Armed with cutting edge technology, a Myo (motion control and gesture control armband bracelet that uses arm muscle activity and EMG signals to control digital devices), Planck shared his inspiring story about his journey from MICDS to MIT to Silicon Valley with Upper School students. Throughout his presentation, Planck shared his perspectives on technology, definitions of success for students, and the potential and power of an enduring curiosity.
“What I remember most about my time at MICDS were my teachers, how I learned to think critically, to use logic, to appreciate art and to work as part of a team.”
An MICDS valedictorian and National Merit Scholar, Planck went on to earn a Computer Science degree at MIT where he secured his first internship at Pixar as a team member of the cutting-edge computer animated movie ‘Cars’, followed by his full-time post-college work on such blockbusters as ‘WALL-E, ‘Up’, ‘Brave’ and ‘Monsters University.’

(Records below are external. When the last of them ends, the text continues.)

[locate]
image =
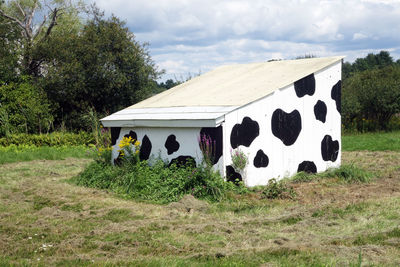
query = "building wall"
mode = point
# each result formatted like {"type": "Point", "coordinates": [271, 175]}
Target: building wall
{"type": "Point", "coordinates": [170, 144]}
{"type": "Point", "coordinates": [295, 128]}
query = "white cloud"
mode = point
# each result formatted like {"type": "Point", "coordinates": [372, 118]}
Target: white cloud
{"type": "Point", "coordinates": [188, 35]}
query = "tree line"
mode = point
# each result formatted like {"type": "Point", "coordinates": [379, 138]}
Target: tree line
{"type": "Point", "coordinates": [371, 93]}
{"type": "Point", "coordinates": [60, 58]}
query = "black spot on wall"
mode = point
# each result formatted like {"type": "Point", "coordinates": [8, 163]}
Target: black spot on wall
{"type": "Point", "coordinates": [215, 134]}
{"type": "Point", "coordinates": [145, 148]}
{"type": "Point", "coordinates": [183, 161]}
{"type": "Point", "coordinates": [232, 175]}
{"type": "Point", "coordinates": [336, 94]}
{"type": "Point", "coordinates": [320, 111]}
{"type": "Point", "coordinates": [305, 86]}
{"type": "Point", "coordinates": [260, 160]}
{"type": "Point", "coordinates": [329, 148]}
{"type": "Point", "coordinates": [131, 134]}
{"type": "Point", "coordinates": [171, 144]}
{"type": "Point", "coordinates": [307, 166]}
{"type": "Point", "coordinates": [286, 126]}
{"type": "Point", "coordinates": [115, 134]}
{"type": "Point", "coordinates": [244, 133]}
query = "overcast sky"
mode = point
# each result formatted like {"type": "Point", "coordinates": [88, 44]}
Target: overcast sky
{"type": "Point", "coordinates": [192, 36]}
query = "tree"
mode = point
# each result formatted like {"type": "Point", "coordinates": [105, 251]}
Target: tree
{"type": "Point", "coordinates": [371, 61]}
{"type": "Point", "coordinates": [372, 95]}
{"type": "Point", "coordinates": [103, 67]}
{"type": "Point", "coordinates": [33, 31]}
{"type": "Point", "coordinates": [23, 108]}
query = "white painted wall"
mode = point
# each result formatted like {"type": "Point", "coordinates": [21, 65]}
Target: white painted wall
{"type": "Point", "coordinates": [187, 138]}
{"type": "Point", "coordinates": [284, 160]}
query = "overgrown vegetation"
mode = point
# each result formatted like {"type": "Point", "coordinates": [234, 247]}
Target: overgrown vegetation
{"type": "Point", "coordinates": [158, 183]}
{"type": "Point", "coordinates": [51, 139]}
{"type": "Point", "coordinates": [14, 153]}
{"type": "Point", "coordinates": [371, 93]}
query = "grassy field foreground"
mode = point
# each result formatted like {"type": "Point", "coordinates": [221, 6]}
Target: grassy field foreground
{"type": "Point", "coordinates": [44, 220]}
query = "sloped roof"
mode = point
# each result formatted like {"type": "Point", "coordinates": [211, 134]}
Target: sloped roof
{"type": "Point", "coordinates": [211, 95]}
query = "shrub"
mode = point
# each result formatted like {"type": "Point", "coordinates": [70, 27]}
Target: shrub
{"type": "Point", "coordinates": [52, 139]}
{"type": "Point", "coordinates": [157, 183]}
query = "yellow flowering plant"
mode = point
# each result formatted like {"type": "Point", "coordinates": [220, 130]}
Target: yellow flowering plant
{"type": "Point", "coordinates": [129, 149]}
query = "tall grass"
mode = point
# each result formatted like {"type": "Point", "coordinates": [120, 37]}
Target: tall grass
{"type": "Point", "coordinates": [15, 153]}
{"type": "Point", "coordinates": [378, 141]}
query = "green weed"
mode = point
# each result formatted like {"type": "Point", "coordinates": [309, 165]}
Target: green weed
{"type": "Point", "coordinates": [278, 189]}
{"type": "Point", "coordinates": [158, 183]}
{"type": "Point", "coordinates": [14, 153]}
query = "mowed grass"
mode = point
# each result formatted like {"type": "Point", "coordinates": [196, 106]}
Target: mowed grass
{"type": "Point", "coordinates": [46, 220]}
{"type": "Point", "coordinates": [372, 141]}
{"type": "Point", "coordinates": [27, 153]}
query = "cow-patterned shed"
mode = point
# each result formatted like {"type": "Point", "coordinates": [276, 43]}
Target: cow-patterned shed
{"type": "Point", "coordinates": [284, 115]}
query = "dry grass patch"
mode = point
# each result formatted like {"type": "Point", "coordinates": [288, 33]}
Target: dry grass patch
{"type": "Point", "coordinates": [46, 220]}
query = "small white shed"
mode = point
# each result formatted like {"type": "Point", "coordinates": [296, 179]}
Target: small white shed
{"type": "Point", "coordinates": [284, 115]}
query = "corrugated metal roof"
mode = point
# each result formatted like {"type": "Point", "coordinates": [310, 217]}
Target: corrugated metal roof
{"type": "Point", "coordinates": [207, 98]}
{"type": "Point", "coordinates": [236, 85]}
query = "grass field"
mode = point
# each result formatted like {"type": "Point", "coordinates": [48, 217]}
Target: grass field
{"type": "Point", "coordinates": [372, 141]}
{"type": "Point", "coordinates": [27, 153]}
{"type": "Point", "coordinates": [46, 220]}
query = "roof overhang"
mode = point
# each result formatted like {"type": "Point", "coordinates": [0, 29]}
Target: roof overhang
{"type": "Point", "coordinates": [168, 117]}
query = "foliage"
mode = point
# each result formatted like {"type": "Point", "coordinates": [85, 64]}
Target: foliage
{"type": "Point", "coordinates": [371, 95]}
{"type": "Point", "coordinates": [51, 139]}
{"type": "Point", "coordinates": [17, 153]}
{"type": "Point", "coordinates": [24, 108]}
{"type": "Point", "coordinates": [278, 190]}
{"type": "Point", "coordinates": [129, 150]}
{"type": "Point", "coordinates": [157, 183]}
{"type": "Point", "coordinates": [36, 21]}
{"type": "Point", "coordinates": [103, 67]}
{"type": "Point", "coordinates": [239, 159]}
{"type": "Point", "coordinates": [370, 62]}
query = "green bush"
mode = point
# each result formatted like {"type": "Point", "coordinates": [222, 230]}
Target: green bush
{"type": "Point", "coordinates": [278, 189]}
{"type": "Point", "coordinates": [371, 99]}
{"type": "Point", "coordinates": [52, 139]}
{"type": "Point", "coordinates": [157, 183]}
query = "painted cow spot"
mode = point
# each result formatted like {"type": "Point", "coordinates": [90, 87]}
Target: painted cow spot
{"type": "Point", "coordinates": [115, 131]}
{"type": "Point", "coordinates": [320, 110]}
{"type": "Point", "coordinates": [171, 144]}
{"type": "Point", "coordinates": [286, 126]}
{"type": "Point", "coordinates": [215, 134]}
{"type": "Point", "coordinates": [260, 160]}
{"type": "Point", "coordinates": [183, 161]}
{"type": "Point", "coordinates": [232, 175]}
{"type": "Point", "coordinates": [145, 148]}
{"type": "Point", "coordinates": [307, 166]}
{"type": "Point", "coordinates": [329, 149]}
{"type": "Point", "coordinates": [336, 94]}
{"type": "Point", "coordinates": [244, 133]}
{"type": "Point", "coordinates": [305, 86]}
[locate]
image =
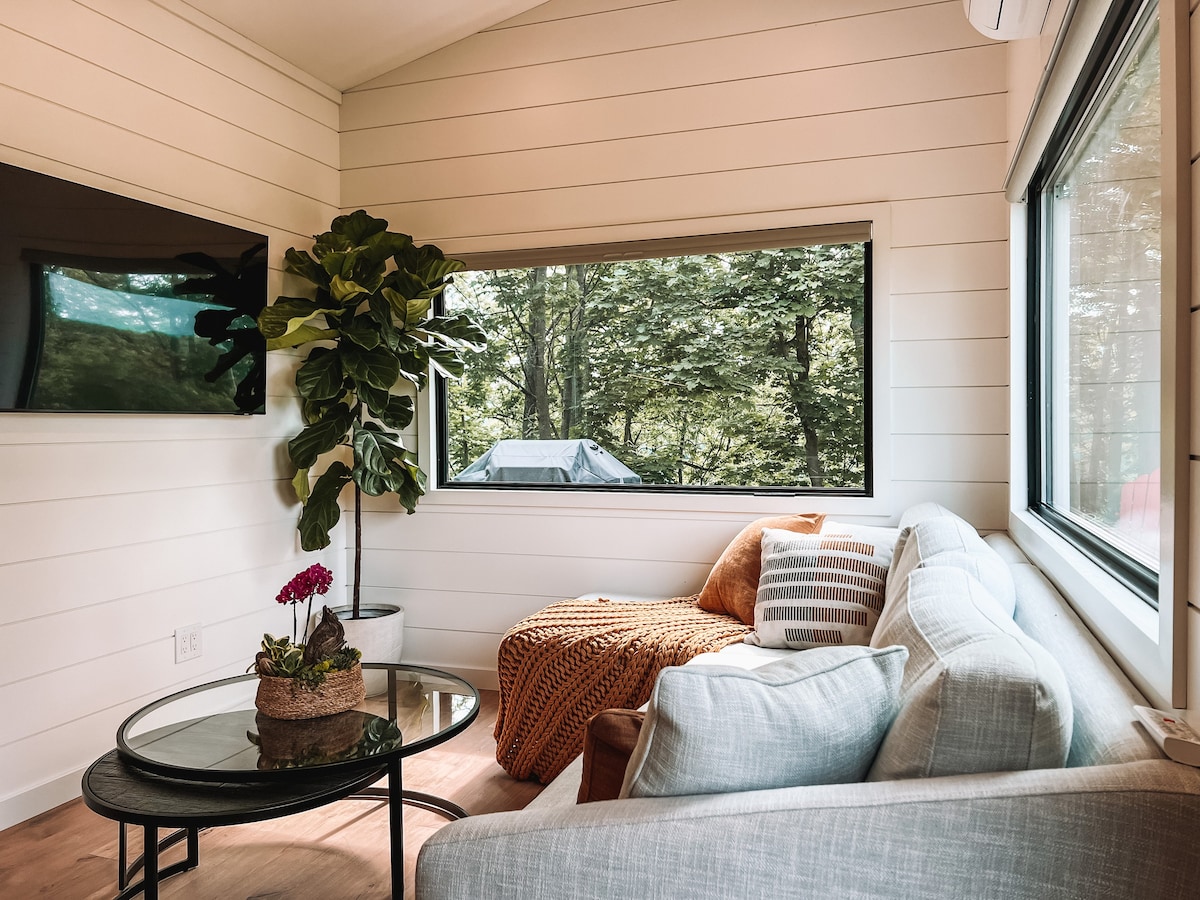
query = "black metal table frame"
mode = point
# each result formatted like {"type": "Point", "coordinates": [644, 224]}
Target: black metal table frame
{"type": "Point", "coordinates": [151, 846]}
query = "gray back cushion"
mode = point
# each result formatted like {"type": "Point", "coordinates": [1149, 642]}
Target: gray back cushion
{"type": "Point", "coordinates": [978, 695]}
{"type": "Point", "coordinates": [949, 540]}
{"type": "Point", "coordinates": [1102, 695]}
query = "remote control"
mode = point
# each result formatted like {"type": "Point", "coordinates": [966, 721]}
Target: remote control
{"type": "Point", "coordinates": [1171, 733]}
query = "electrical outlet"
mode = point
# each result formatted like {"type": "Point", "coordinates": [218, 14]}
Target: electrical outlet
{"type": "Point", "coordinates": [187, 642]}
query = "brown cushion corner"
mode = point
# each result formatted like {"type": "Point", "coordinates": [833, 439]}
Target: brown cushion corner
{"type": "Point", "coordinates": [732, 585]}
{"type": "Point", "coordinates": [609, 741]}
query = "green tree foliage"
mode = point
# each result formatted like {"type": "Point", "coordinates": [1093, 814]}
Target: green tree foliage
{"type": "Point", "coordinates": [729, 369]}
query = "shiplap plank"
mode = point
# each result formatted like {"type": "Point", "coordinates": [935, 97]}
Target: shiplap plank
{"type": "Point", "coordinates": [453, 651]}
{"type": "Point", "coordinates": [161, 564]}
{"type": "Point", "coordinates": [967, 313]}
{"type": "Point", "coordinates": [127, 466]}
{"type": "Point", "coordinates": [70, 137]}
{"type": "Point", "coordinates": [96, 93]}
{"type": "Point", "coordinates": [949, 457]}
{"type": "Point", "coordinates": [951, 220]}
{"type": "Point", "coordinates": [153, 616]}
{"type": "Point", "coordinates": [949, 267]}
{"type": "Point", "coordinates": [834, 137]}
{"type": "Point", "coordinates": [1194, 76]}
{"type": "Point", "coordinates": [949, 411]}
{"type": "Point", "coordinates": [483, 573]}
{"type": "Point", "coordinates": [717, 36]}
{"type": "Point", "coordinates": [635, 28]}
{"type": "Point", "coordinates": [118, 673]}
{"type": "Point", "coordinates": [679, 199]}
{"type": "Point", "coordinates": [1194, 324]}
{"type": "Point", "coordinates": [52, 528]}
{"type": "Point", "coordinates": [840, 45]}
{"type": "Point", "coordinates": [622, 535]}
{"type": "Point", "coordinates": [261, 101]}
{"type": "Point", "coordinates": [983, 504]}
{"type": "Point", "coordinates": [960, 363]}
{"type": "Point", "coordinates": [868, 85]}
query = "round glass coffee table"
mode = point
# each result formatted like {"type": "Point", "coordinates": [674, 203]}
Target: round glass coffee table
{"type": "Point", "coordinates": [205, 745]}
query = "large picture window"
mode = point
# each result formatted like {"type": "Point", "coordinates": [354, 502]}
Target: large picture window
{"type": "Point", "coordinates": [1096, 240]}
{"type": "Point", "coordinates": [714, 367]}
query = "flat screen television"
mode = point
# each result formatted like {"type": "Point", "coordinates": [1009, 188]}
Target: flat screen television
{"type": "Point", "coordinates": [113, 305]}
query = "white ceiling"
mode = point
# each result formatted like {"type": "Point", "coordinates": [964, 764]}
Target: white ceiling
{"type": "Point", "coordinates": [347, 42]}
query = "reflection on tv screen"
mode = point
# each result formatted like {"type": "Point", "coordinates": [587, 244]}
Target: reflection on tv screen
{"type": "Point", "coordinates": [126, 342]}
{"type": "Point", "coordinates": [115, 305]}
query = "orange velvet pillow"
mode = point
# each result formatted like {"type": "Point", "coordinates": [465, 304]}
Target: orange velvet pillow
{"type": "Point", "coordinates": [609, 742]}
{"type": "Point", "coordinates": [733, 583]}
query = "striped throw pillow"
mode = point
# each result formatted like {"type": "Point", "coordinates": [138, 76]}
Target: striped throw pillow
{"type": "Point", "coordinates": [821, 589]}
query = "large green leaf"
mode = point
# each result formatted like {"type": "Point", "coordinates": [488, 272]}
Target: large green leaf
{"type": "Point", "coordinates": [373, 448]}
{"type": "Point", "coordinates": [321, 437]}
{"type": "Point", "coordinates": [322, 511]}
{"type": "Point", "coordinates": [300, 485]}
{"type": "Point", "coordinates": [345, 289]}
{"type": "Point", "coordinates": [357, 227]}
{"type": "Point", "coordinates": [460, 329]}
{"type": "Point", "coordinates": [378, 367]}
{"type": "Point", "coordinates": [321, 376]}
{"type": "Point", "coordinates": [363, 333]}
{"type": "Point", "coordinates": [438, 268]}
{"type": "Point", "coordinates": [287, 315]}
{"type": "Point", "coordinates": [399, 412]}
{"type": "Point", "coordinates": [385, 245]}
{"type": "Point", "coordinates": [417, 311]}
{"type": "Point", "coordinates": [379, 309]}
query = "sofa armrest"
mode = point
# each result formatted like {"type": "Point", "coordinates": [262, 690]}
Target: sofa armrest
{"type": "Point", "coordinates": [1122, 831]}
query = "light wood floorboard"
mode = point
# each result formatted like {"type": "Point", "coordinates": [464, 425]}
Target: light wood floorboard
{"type": "Point", "coordinates": [337, 852]}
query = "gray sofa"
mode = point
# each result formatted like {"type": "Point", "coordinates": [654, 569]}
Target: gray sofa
{"type": "Point", "coordinates": [1117, 821]}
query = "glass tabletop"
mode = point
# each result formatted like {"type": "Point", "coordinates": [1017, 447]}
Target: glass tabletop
{"type": "Point", "coordinates": [213, 732]}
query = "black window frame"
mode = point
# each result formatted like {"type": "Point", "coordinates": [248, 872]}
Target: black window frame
{"type": "Point", "coordinates": [1122, 18]}
{"type": "Point", "coordinates": [660, 249]}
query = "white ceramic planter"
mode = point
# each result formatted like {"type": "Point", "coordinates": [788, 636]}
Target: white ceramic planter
{"type": "Point", "coordinates": [378, 633]}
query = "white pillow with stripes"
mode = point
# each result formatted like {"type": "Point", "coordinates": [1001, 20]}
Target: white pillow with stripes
{"type": "Point", "coordinates": [821, 589]}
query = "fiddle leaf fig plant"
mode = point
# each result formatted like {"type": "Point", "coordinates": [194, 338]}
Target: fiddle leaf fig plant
{"type": "Point", "coordinates": [375, 330]}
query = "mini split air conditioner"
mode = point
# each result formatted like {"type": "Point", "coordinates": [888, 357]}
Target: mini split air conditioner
{"type": "Point", "coordinates": [1007, 19]}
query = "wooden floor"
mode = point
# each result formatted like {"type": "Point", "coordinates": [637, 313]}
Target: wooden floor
{"type": "Point", "coordinates": [337, 852]}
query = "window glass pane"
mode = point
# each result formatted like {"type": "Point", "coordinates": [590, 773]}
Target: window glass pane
{"type": "Point", "coordinates": [1103, 294]}
{"type": "Point", "coordinates": [718, 370]}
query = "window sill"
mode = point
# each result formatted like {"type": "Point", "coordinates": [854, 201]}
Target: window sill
{"type": "Point", "coordinates": [606, 502]}
{"type": "Point", "coordinates": [1129, 629]}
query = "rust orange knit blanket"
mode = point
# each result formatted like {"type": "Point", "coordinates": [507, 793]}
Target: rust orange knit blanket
{"type": "Point", "coordinates": [575, 658]}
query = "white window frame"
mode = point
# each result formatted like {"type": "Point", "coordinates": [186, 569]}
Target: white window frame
{"type": "Point", "coordinates": [1151, 646]}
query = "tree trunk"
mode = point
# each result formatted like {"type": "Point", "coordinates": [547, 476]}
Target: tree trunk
{"type": "Point", "coordinates": [575, 358]}
{"type": "Point", "coordinates": [803, 402]}
{"type": "Point", "coordinates": [535, 419]}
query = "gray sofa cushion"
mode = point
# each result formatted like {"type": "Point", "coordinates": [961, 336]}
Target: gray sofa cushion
{"type": "Point", "coordinates": [949, 540]}
{"type": "Point", "coordinates": [978, 694]}
{"type": "Point", "coordinates": [814, 719]}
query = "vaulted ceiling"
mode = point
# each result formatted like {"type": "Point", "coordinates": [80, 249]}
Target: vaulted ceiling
{"type": "Point", "coordinates": [348, 42]}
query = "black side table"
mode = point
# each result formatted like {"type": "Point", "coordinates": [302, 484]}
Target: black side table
{"type": "Point", "coordinates": [204, 756]}
{"type": "Point", "coordinates": [130, 796]}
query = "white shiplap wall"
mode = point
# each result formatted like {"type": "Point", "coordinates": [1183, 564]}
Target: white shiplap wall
{"type": "Point", "coordinates": [592, 120]}
{"type": "Point", "coordinates": [117, 529]}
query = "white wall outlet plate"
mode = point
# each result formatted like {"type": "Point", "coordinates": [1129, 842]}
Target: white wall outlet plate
{"type": "Point", "coordinates": [187, 642]}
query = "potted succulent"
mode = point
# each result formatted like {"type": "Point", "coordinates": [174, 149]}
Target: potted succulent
{"type": "Point", "coordinates": [315, 676]}
{"type": "Point", "coordinates": [373, 329]}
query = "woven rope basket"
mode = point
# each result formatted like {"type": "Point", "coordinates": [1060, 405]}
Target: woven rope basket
{"type": "Point", "coordinates": [286, 699]}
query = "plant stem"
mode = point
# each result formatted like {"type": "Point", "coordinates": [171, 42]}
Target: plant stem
{"type": "Point", "coordinates": [358, 551]}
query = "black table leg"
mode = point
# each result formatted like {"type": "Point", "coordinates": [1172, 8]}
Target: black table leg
{"type": "Point", "coordinates": [150, 862]}
{"type": "Point", "coordinates": [396, 828]}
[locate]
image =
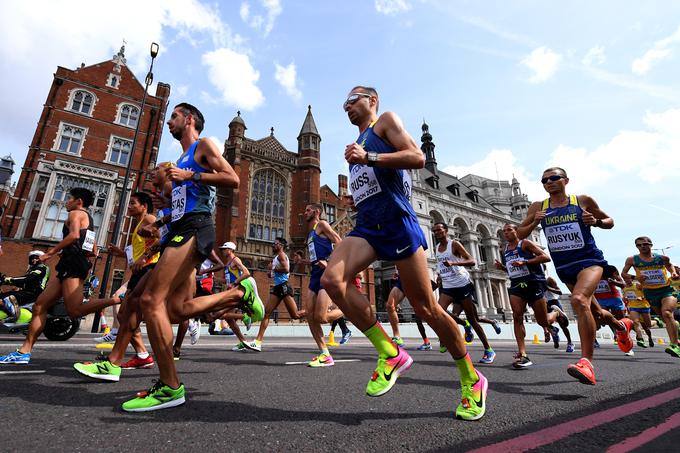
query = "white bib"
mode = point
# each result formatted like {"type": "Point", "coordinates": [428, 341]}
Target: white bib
{"type": "Point", "coordinates": [179, 201]}
{"type": "Point", "coordinates": [363, 183]}
{"type": "Point", "coordinates": [88, 243]}
{"type": "Point", "coordinates": [563, 237]}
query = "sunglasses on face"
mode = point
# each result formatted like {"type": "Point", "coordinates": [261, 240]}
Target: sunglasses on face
{"type": "Point", "coordinates": [352, 98]}
{"type": "Point", "coordinates": [551, 178]}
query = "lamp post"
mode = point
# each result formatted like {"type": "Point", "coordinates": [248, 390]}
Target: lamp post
{"type": "Point", "coordinates": [120, 214]}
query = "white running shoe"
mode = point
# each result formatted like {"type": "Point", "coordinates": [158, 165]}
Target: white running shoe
{"type": "Point", "coordinates": [194, 330]}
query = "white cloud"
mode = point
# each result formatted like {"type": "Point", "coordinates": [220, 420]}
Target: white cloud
{"type": "Point", "coordinates": [260, 22]}
{"type": "Point", "coordinates": [594, 56]}
{"type": "Point", "coordinates": [661, 50]}
{"type": "Point", "coordinates": [234, 77]}
{"type": "Point", "coordinates": [287, 78]}
{"type": "Point", "coordinates": [391, 7]}
{"type": "Point", "coordinates": [543, 62]}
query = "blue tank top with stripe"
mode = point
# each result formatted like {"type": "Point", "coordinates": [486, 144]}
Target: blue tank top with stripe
{"type": "Point", "coordinates": [569, 239]}
{"type": "Point", "coordinates": [380, 194]}
{"type": "Point", "coordinates": [188, 196]}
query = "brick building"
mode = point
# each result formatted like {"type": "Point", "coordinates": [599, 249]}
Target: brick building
{"type": "Point", "coordinates": [84, 138]}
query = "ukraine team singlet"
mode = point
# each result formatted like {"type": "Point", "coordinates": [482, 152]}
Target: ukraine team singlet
{"type": "Point", "coordinates": [188, 196]}
{"type": "Point", "coordinates": [452, 276]}
{"type": "Point", "coordinates": [380, 194]}
{"type": "Point", "coordinates": [530, 272]}
{"type": "Point", "coordinates": [569, 239]}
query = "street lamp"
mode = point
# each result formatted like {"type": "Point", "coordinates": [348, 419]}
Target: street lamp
{"type": "Point", "coordinates": [123, 193]}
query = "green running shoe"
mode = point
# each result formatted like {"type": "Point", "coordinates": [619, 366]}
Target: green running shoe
{"type": "Point", "coordinates": [253, 304]}
{"type": "Point", "coordinates": [106, 371]}
{"type": "Point", "coordinates": [160, 396]}
{"type": "Point", "coordinates": [473, 400]}
{"type": "Point", "coordinates": [386, 373]}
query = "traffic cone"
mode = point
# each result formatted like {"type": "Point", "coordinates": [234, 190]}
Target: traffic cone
{"type": "Point", "coordinates": [331, 339]}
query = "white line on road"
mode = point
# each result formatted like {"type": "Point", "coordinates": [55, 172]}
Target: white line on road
{"type": "Point", "coordinates": [340, 360]}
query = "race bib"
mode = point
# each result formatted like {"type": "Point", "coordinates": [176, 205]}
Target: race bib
{"type": "Point", "coordinates": [130, 257]}
{"type": "Point", "coordinates": [88, 243]}
{"type": "Point", "coordinates": [654, 276]}
{"type": "Point", "coordinates": [363, 183]}
{"type": "Point", "coordinates": [564, 237]}
{"type": "Point", "coordinates": [516, 271]}
{"type": "Point", "coordinates": [602, 287]}
{"type": "Point", "coordinates": [179, 201]}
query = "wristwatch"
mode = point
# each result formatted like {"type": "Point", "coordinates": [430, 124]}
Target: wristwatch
{"type": "Point", "coordinates": [372, 158]}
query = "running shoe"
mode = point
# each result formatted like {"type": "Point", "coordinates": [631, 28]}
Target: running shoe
{"type": "Point", "coordinates": [16, 357]}
{"type": "Point", "coordinates": [555, 334]}
{"type": "Point", "coordinates": [253, 345]}
{"type": "Point", "coordinates": [194, 330]}
{"type": "Point", "coordinates": [488, 357]}
{"type": "Point", "coordinates": [345, 337]}
{"type": "Point", "coordinates": [673, 350]}
{"type": "Point", "coordinates": [386, 373]}
{"type": "Point", "coordinates": [469, 336]}
{"type": "Point", "coordinates": [105, 371]}
{"type": "Point", "coordinates": [322, 360]}
{"type": "Point", "coordinates": [252, 304]}
{"type": "Point", "coordinates": [136, 363]}
{"type": "Point", "coordinates": [160, 396]}
{"type": "Point", "coordinates": [473, 399]}
{"type": "Point", "coordinates": [240, 346]}
{"type": "Point", "coordinates": [583, 371]}
{"type": "Point", "coordinates": [623, 339]}
{"type": "Point", "coordinates": [521, 361]}
{"type": "Point", "coordinates": [247, 321]}
{"type": "Point", "coordinates": [108, 338]}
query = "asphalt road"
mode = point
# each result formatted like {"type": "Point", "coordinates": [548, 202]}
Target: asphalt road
{"type": "Point", "coordinates": [257, 402]}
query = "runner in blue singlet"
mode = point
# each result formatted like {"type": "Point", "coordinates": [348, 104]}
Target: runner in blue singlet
{"type": "Point", "coordinates": [387, 228]}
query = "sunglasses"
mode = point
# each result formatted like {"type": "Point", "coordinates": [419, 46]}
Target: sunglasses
{"type": "Point", "coordinates": [352, 98]}
{"type": "Point", "coordinates": [551, 178]}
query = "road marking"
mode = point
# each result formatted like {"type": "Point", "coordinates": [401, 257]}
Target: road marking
{"type": "Point", "coordinates": [23, 372]}
{"type": "Point", "coordinates": [646, 436]}
{"type": "Point", "coordinates": [560, 431]}
{"type": "Point", "coordinates": [334, 361]}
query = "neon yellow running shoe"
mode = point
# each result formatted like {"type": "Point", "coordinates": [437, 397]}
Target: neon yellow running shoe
{"type": "Point", "coordinates": [386, 373]}
{"type": "Point", "coordinates": [473, 401]}
{"type": "Point", "coordinates": [160, 396]}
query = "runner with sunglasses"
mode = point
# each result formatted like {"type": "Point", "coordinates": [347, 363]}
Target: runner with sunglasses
{"type": "Point", "coordinates": [566, 221]}
{"type": "Point", "coordinates": [652, 272]}
{"type": "Point", "coordinates": [387, 229]}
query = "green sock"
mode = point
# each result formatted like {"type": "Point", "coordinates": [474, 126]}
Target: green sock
{"type": "Point", "coordinates": [468, 375]}
{"type": "Point", "coordinates": [381, 341]}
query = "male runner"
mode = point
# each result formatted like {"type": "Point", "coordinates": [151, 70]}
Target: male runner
{"type": "Point", "coordinates": [280, 292]}
{"type": "Point", "coordinates": [456, 286]}
{"type": "Point", "coordinates": [566, 221]}
{"type": "Point", "coordinates": [77, 245]}
{"type": "Point", "coordinates": [387, 229]}
{"type": "Point", "coordinates": [653, 272]}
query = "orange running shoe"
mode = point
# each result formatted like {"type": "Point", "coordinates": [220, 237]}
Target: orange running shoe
{"type": "Point", "coordinates": [583, 371]}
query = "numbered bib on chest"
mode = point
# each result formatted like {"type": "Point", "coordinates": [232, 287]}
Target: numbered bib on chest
{"type": "Point", "coordinates": [564, 237]}
{"type": "Point", "coordinates": [363, 183]}
{"type": "Point", "coordinates": [88, 243]}
{"type": "Point", "coordinates": [179, 201]}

From working on the shading and developing of the lighting model for Eve in “WALL-E” to simulating Merida’s hair in “Brave”, Max took abstract creative direction and produced a technical solution; which is to say that he took someone’s explanation or description and creates digital visuals that bring the story to life on the screen.
In describing his pioneering work in computer animation, Planck related his memories as a student at MICDS, where he first discovered his passion for computer science, and offered encouragement and advice for students contemplating their own future career paths. Planck confessed that while he doesn’t remember much of the specific content of his classes, he was greatly influenced by the passion his teachers showed for their subjects, along with the critical academic and aesthetic foundation he gained as a student both inside and outside the classroom.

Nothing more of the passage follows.